Anti-fear hormone oxytocin transported directly to target sites in the brain

Scientists observe how oxytocin reaches central brain circuits and influences behaviour

February 08, 2012

Cuddle hormone, bonding hormone, anxiety antidote – some of the keywords used to refer to the versatile neuropeptide oxytocin, which has been proven in recent years to exercise a positive influence on central regions of the brain that control our behaviour. However, precisely how this messenger substance from the hypothalamus reaches the areas of the brain that control our feelings and reactions in social situations was completely unclear up to now. Scientists at the Max Planck Institute for Medical Research in Heidelberg and the Swiss Center for Psychiatric Neurosciences in Lausanne have now succeeded in tracing the very long extensions of oxytocin-producing neurons in the rat brain to their target destinations. They also observed how the targeted release of oxytocin in the amygdala region of the brain attenuates the fear response.

Oxytocin is well researched as a hormone that controls the process of birth and maternal milk flow. It also influences the bond between mother and child and, according to recent studies, our social behaviour in general, for example our trust in other people, loyalty and how we react when we are afraid. The neuropeptide is formed in the neurons of the hypothalamus, the control centre of our vegetative nervous system, and reaches the pituitary gland (hypophysis) via neuronal extensions, where it is stored temporarily and released into the blood when required. The hormone then reaches the target organs, like the womb and mammary glands, via the blood.

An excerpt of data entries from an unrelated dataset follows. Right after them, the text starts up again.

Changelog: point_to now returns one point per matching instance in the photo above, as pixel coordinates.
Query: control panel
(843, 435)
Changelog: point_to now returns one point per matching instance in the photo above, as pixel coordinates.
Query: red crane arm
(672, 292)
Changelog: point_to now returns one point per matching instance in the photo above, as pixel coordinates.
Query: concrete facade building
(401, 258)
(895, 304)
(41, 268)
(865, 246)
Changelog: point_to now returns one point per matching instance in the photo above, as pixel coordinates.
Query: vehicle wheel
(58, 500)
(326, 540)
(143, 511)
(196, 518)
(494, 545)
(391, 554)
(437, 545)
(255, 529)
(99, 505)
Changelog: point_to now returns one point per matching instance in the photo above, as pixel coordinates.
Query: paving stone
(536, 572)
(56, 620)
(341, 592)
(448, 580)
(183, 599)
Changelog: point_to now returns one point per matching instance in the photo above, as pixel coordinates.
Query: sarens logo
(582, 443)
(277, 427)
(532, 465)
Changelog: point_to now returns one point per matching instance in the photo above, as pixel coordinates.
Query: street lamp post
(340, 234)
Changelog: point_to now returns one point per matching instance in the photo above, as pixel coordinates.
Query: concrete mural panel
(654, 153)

But how does the oxytocin reach the central areas of the brain that can control behaviour, for example the amygdala, the part of the brain where fear and stress are controlled? The long-accepted hypothesis that the hormone is released by the dendrites of the neurons in the hypothalamus and reaches the central areas of the brain through diffusion, was not confirmed by the current study. “We were able to see from brain slices that the oxytocin from the neurons in the hypothalamus is transported directly to the target area via ramified and very long axons. From there, it is released locally,” explains Peter H. Seeburg, Director of the Molecular Neurobiology Department at the Max Planck Institute for Medical Research. “Moreover, we were able to demonstrate, using behavioural tests, that the hormone released locally in the amygdala actually triggers a fear-attenuating response.”

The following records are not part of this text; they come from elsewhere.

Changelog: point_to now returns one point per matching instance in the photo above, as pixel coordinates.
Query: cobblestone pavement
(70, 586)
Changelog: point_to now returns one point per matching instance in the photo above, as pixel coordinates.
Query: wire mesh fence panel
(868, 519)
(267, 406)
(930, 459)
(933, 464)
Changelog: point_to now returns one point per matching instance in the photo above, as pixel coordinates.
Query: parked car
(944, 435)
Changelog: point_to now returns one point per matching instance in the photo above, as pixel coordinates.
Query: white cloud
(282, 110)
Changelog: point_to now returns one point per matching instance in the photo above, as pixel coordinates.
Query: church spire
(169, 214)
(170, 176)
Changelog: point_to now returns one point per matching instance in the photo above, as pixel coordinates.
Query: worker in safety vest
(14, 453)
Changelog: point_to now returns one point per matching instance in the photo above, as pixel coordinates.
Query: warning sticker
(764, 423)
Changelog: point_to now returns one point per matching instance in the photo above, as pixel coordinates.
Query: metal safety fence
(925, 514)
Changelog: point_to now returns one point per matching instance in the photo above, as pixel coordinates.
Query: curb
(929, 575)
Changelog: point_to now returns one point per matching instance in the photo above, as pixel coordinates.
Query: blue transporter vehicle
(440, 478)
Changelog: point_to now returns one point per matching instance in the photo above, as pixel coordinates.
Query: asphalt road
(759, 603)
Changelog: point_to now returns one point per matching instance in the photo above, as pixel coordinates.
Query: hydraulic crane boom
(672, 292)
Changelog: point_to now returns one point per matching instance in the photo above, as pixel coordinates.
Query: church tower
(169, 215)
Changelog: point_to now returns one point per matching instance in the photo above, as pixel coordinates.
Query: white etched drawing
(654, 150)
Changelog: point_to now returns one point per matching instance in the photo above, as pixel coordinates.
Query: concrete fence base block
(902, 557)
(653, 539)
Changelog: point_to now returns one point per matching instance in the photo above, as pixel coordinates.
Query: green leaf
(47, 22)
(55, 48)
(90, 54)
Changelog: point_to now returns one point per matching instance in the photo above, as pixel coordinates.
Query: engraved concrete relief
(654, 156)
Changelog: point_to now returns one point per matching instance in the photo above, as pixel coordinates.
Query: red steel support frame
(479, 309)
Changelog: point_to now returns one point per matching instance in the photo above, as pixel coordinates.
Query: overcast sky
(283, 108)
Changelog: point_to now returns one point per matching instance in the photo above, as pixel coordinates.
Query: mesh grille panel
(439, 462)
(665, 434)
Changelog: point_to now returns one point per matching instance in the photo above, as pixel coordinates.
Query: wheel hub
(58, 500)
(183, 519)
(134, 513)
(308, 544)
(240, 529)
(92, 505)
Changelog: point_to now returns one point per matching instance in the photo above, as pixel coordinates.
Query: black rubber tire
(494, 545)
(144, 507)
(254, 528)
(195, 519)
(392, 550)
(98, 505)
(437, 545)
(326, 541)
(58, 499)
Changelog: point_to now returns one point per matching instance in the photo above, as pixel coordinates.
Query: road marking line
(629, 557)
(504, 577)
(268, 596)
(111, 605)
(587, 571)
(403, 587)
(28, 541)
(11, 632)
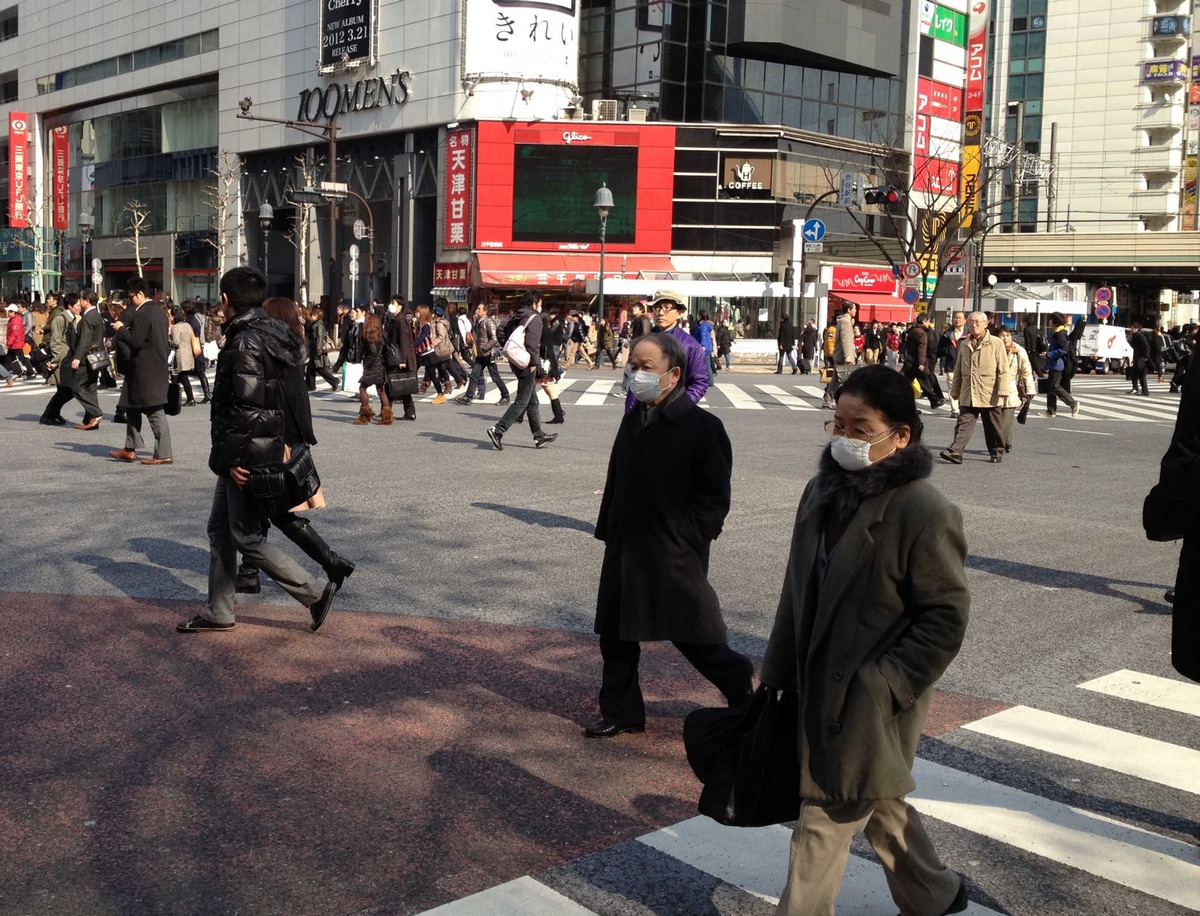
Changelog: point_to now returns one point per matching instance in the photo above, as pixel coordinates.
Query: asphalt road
(1065, 587)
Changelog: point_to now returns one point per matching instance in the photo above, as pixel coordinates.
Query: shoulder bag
(748, 760)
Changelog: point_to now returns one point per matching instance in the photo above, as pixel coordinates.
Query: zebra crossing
(1104, 399)
(1102, 854)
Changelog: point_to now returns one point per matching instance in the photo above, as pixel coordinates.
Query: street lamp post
(265, 217)
(603, 204)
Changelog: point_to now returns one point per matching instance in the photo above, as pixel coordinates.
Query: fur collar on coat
(840, 491)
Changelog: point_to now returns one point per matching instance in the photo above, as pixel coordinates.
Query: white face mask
(852, 454)
(646, 385)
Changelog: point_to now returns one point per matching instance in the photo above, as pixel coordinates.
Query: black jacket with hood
(259, 397)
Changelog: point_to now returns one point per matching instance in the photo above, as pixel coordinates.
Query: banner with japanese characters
(460, 189)
(18, 169)
(60, 162)
(522, 40)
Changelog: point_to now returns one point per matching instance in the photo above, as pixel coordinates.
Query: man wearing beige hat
(669, 307)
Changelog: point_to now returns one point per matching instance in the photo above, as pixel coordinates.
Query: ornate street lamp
(603, 204)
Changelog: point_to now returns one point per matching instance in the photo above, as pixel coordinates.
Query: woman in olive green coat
(874, 608)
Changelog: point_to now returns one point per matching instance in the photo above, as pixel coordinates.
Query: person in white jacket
(1023, 388)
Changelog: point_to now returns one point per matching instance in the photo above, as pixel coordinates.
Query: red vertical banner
(18, 169)
(60, 163)
(459, 189)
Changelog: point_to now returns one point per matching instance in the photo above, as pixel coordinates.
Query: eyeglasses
(834, 429)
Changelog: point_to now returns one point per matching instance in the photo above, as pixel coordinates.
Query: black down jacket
(259, 399)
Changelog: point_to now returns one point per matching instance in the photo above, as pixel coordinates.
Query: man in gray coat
(142, 340)
(89, 339)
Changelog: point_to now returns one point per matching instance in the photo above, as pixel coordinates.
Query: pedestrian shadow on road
(533, 516)
(1105, 586)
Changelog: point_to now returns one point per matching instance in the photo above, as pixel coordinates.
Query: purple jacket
(695, 378)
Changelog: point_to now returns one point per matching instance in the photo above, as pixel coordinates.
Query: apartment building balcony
(1158, 159)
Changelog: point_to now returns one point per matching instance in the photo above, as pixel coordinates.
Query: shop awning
(559, 269)
(881, 307)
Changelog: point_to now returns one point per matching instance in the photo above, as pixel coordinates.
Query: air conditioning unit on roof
(605, 109)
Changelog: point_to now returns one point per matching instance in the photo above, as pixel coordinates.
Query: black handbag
(276, 489)
(401, 385)
(97, 360)
(174, 399)
(748, 760)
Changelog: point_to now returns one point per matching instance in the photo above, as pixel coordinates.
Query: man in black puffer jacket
(259, 405)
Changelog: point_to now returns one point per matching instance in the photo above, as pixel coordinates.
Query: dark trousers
(621, 693)
(478, 385)
(525, 403)
(312, 370)
(59, 400)
(991, 433)
(84, 390)
(1055, 390)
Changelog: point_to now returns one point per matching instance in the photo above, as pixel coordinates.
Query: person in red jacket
(15, 339)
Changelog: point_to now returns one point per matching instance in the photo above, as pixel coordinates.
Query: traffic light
(885, 196)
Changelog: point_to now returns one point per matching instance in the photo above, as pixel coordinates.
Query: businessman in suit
(84, 383)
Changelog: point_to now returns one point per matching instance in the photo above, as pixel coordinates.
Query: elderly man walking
(654, 576)
(982, 377)
(845, 357)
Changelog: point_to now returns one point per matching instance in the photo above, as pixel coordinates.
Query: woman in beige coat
(874, 608)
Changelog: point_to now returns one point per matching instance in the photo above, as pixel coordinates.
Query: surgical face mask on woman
(646, 385)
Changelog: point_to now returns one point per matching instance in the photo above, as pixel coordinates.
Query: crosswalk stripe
(785, 397)
(597, 395)
(738, 397)
(1150, 689)
(756, 861)
(1143, 407)
(1097, 744)
(1115, 851)
(521, 897)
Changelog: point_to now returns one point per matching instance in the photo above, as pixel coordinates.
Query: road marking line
(1102, 846)
(786, 397)
(1161, 692)
(1121, 752)
(738, 397)
(521, 897)
(756, 861)
(598, 394)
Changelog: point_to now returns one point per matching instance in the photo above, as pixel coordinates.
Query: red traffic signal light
(885, 196)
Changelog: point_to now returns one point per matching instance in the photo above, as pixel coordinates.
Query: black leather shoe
(319, 610)
(202, 624)
(603, 729)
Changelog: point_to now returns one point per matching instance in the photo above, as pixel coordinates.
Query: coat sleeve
(939, 604)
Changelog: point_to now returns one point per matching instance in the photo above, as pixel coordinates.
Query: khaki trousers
(919, 882)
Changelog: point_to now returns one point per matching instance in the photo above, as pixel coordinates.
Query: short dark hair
(671, 348)
(887, 391)
(245, 288)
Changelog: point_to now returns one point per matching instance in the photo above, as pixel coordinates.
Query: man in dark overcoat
(665, 501)
(142, 340)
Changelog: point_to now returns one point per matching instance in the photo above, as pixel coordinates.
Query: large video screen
(553, 189)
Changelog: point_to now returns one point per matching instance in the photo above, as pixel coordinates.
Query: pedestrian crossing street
(1103, 399)
(1101, 855)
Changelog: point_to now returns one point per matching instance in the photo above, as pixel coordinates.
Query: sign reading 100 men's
(347, 33)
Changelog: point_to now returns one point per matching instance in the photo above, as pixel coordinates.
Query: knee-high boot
(301, 533)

The scientists used a combination of methods in their study: in addition to behavioural tests, they also availed of anatomical, electrophysiological and optical processes. They rendered the oxytocin-producing neurons (OT neurons) and their extensions visible in living animals using the photosensitive protein channelrhodopsin. “What is special about channelrhodopsin is that it activates the neuron when switched on by blue light”, says Max Planck Research Group Leader Valery Grinevich in explanation of the ingenious method used. To use this light switch, the researchers specifically introduced the gene for channelrhodopsin and a fluorescent protein into OT neurons. This enabled them to observe these neurons and their extensions under the fluorescence microscope and activate them using blue light.

In the brain slices, the scientists were not only able to demonstrate the path taken by the oxytocin, they were also able to confirm that the locally released oxytocin has an inhibiting influence on the neurons of the amgydala through the neurotransmitter GABA (gamma-aminobutyric acid). The researchers deliberately triggered the release of oxytocin in the amygdala of living animals using blue light, and thereby succeeded in directly attenuating a previously induced state of fear in the rats.

The scientists found the axons of OT neurons from the hypothalamus not only in the amygdala, but also in many other regions of the basal forebrain. This raises the question as to whether the brain has a kind of circuit diagram, based upon which the neurons transmit the versatile hormone to the various target sites. Another question that remains unclear is when the oxytocin opts for the path to the blood via the hypophysis, and when it reaches the regions of the brain that control our behaviour via the neuronal axons and their branches.

Thanks to the new OT-neuron-specific gene constructs, the scientists now have a tool at their disposal with which they can study oxytocin and its effects on behaviour in different regions of the brain in detail for the first time. This could have important consequences for behavioural therapy. Other scientists are already trying to influence behaviour positively using the hormone in the form of nasal sprays. Grinevich remains sceptical about this approach, however: “We still have no proof that oxytocin can reach the brain in this simple way.” Thus, a substance that kindles love when dribbled into the eyes or nose, as in Shakespeare’s A Midsummer Night’s Dream is likely to remain a poetic invention for some time to come.